Humanities & Social Sciences Communications (Aug 2024)
Spatial patterns and their influencing factors for China’s catering industry
Abstract
Abstract The catering industry plays an essential role in providing life services. Understanding its spatial patterns offers insights into the economic, cultural and spiritual image of a society. Especially in urban settings, the catering industry is often considered a key element for improving the competitiveness of cities. With rapid urbanization and economic growth in China, the catering industry has become the main driving force to stimulate China’s service sectors.
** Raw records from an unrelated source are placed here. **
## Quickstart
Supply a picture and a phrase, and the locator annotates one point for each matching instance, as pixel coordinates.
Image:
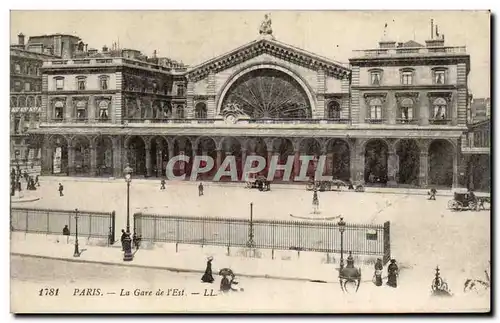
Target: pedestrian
(378, 272)
(392, 274)
(61, 189)
(207, 276)
(432, 194)
(122, 239)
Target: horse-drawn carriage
(261, 183)
(467, 201)
(325, 185)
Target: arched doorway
(283, 148)
(408, 153)
(338, 159)
(376, 154)
(207, 147)
(81, 157)
(268, 93)
(136, 155)
(231, 147)
(159, 156)
(183, 146)
(441, 163)
(104, 156)
(310, 147)
(58, 154)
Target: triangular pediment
(274, 48)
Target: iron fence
(361, 239)
(50, 221)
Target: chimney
(20, 39)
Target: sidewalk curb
(173, 269)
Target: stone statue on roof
(265, 26)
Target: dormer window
(439, 76)
(103, 82)
(407, 76)
(59, 83)
(375, 77)
(81, 83)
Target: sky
(195, 36)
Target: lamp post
(77, 251)
(127, 242)
(341, 225)
(250, 242)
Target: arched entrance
(310, 147)
(376, 154)
(58, 154)
(104, 156)
(159, 156)
(338, 159)
(231, 147)
(267, 93)
(207, 147)
(408, 153)
(183, 146)
(283, 148)
(81, 157)
(136, 155)
(441, 163)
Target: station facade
(394, 116)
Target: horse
(349, 275)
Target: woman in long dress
(207, 276)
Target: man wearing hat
(392, 274)
(207, 276)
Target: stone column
(149, 164)
(118, 151)
(455, 170)
(392, 167)
(218, 161)
(93, 160)
(71, 160)
(296, 164)
(424, 168)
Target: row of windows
(407, 76)
(81, 82)
(19, 86)
(25, 69)
(406, 109)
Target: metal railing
(50, 221)
(361, 239)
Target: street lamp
(341, 225)
(250, 242)
(77, 251)
(127, 242)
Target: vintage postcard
(250, 162)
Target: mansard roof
(272, 47)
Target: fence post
(387, 241)
(48, 223)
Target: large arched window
(179, 112)
(406, 110)
(440, 107)
(333, 110)
(376, 109)
(201, 111)
(58, 110)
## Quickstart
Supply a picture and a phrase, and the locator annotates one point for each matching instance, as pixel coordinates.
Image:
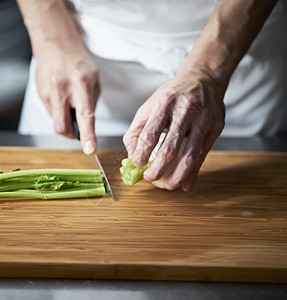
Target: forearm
(226, 38)
(49, 23)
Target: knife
(77, 135)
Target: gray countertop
(46, 289)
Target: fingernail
(89, 147)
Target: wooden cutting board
(231, 227)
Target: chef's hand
(191, 108)
(68, 78)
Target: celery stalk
(52, 183)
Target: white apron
(140, 44)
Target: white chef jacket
(140, 44)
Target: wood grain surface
(231, 227)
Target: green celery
(52, 183)
(130, 173)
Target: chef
(193, 69)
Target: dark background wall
(15, 54)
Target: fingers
(130, 138)
(60, 107)
(84, 100)
(158, 120)
(196, 149)
(191, 155)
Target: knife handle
(75, 123)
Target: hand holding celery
(52, 184)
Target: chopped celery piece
(130, 173)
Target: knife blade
(77, 135)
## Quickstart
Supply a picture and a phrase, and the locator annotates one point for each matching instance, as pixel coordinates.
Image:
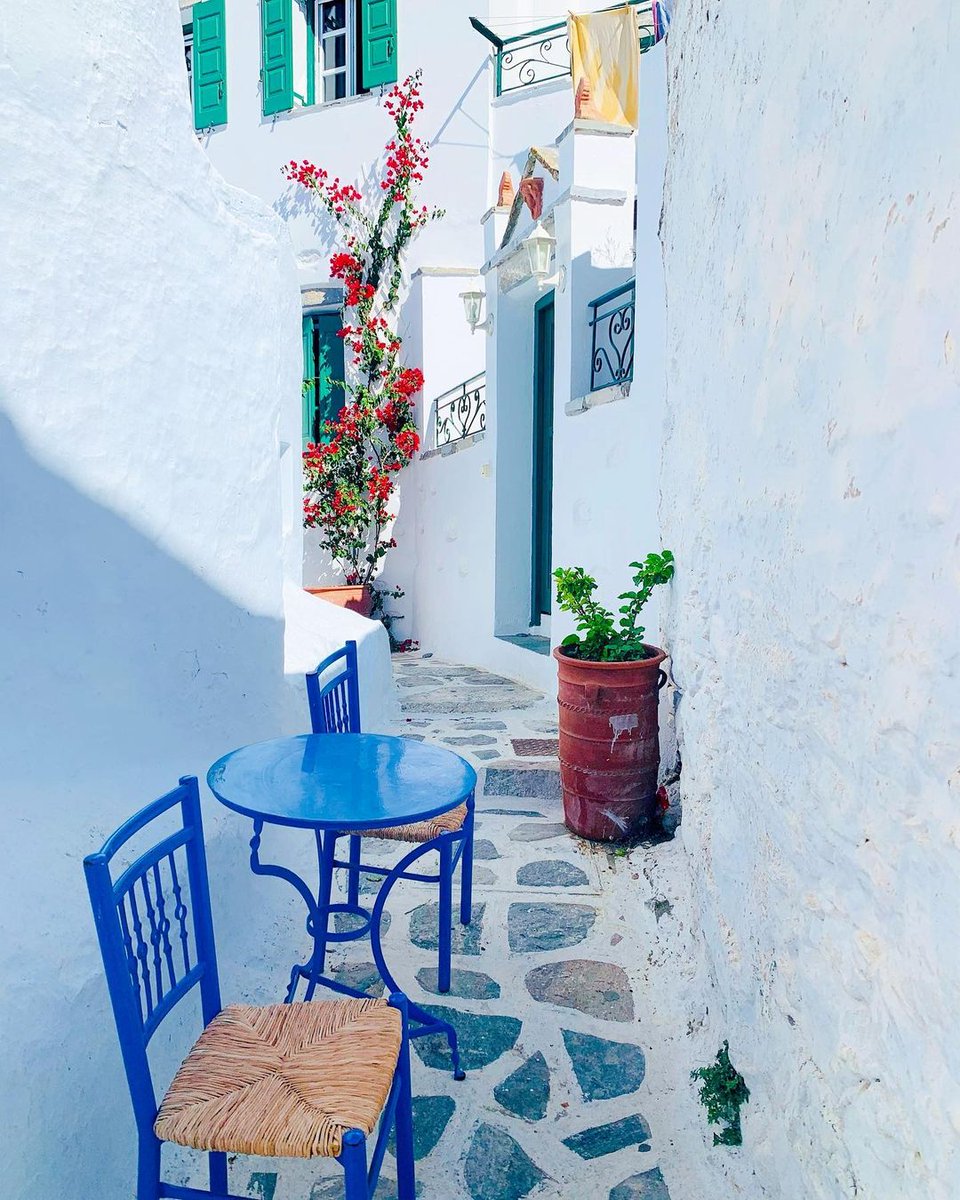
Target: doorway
(543, 459)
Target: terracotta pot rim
(653, 660)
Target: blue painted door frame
(543, 457)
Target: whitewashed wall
(150, 360)
(810, 491)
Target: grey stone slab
(607, 1139)
(526, 1092)
(263, 1185)
(363, 976)
(528, 832)
(522, 780)
(551, 873)
(466, 984)
(425, 922)
(483, 1038)
(598, 989)
(646, 1186)
(604, 1069)
(343, 922)
(431, 1115)
(511, 813)
(547, 927)
(497, 1168)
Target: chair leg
(219, 1174)
(148, 1168)
(403, 1119)
(466, 871)
(353, 874)
(354, 1161)
(445, 915)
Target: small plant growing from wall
(349, 477)
(723, 1092)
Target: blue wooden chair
(334, 697)
(281, 1080)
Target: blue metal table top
(341, 780)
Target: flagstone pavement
(546, 994)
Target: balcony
(612, 317)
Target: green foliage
(600, 637)
(721, 1092)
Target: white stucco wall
(810, 492)
(149, 360)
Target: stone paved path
(546, 991)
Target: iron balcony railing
(462, 411)
(612, 317)
(543, 54)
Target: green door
(323, 373)
(543, 457)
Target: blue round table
(336, 784)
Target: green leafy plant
(721, 1092)
(600, 637)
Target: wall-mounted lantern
(473, 301)
(538, 246)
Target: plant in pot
(349, 475)
(609, 683)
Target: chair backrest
(153, 952)
(335, 702)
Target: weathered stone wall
(810, 491)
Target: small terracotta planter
(610, 744)
(357, 599)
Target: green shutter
(209, 65)
(323, 373)
(378, 36)
(310, 381)
(276, 29)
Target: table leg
(427, 1023)
(327, 844)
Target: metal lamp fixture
(539, 246)
(473, 301)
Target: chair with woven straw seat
(297, 1080)
(334, 699)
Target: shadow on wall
(120, 671)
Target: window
(205, 53)
(321, 51)
(335, 42)
(323, 372)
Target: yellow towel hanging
(605, 64)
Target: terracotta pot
(610, 744)
(357, 599)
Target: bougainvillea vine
(349, 477)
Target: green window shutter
(323, 373)
(378, 36)
(209, 65)
(276, 29)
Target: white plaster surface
(150, 361)
(810, 493)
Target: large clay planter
(357, 599)
(610, 744)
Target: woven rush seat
(283, 1080)
(423, 831)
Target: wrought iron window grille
(612, 317)
(462, 411)
(541, 55)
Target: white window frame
(349, 36)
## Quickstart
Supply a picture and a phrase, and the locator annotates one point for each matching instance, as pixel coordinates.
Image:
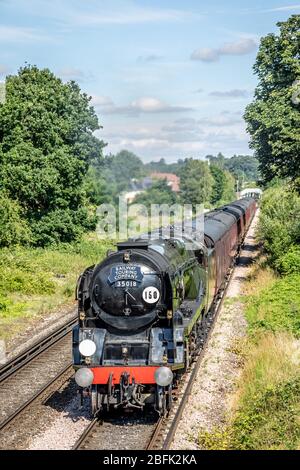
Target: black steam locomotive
(141, 309)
In this study, we conducted a comprehensive spatial analysis to explore the distribution patterns by calculating kernel density and applying the geographically weighted regression (GWR) model with 4.49 million restaurants across 336 cities in China in 2020. The restaurants were categorized into four types: Chinese restaurants (CRs), Western restaurants (WRs), fast-food restaurants (FFRs), and dessert and drink restaurants (DDRs). We incorporated a diverse set of socio-economic indicators to explore potential causal influences, including population size and density, GDP, etc. Our study revealed a gradual decrease in restaurant density from southeast to northwest China, with high density observed in the Pearl River Economic Delta, Yangtze River Economic Delta, Chongqing, and Chengdu regions. In terms of the potential influencing factors, we observed that in west and southwest regions, density appeared to be more affected by GDP per unit area, total tourism revenue, disposable income per capita of urban residents, and total retail sales of social consumption. While in northeast areas, restaurant density was more affected by total retail sales of social consumption, GDP per unit area, number of urban population, and the proportion of tertiary industry in GDP. These insights serve as a direct scientific foundation for informing the strategic planning of different types of restaurants at municipal, provincial, and regional levels.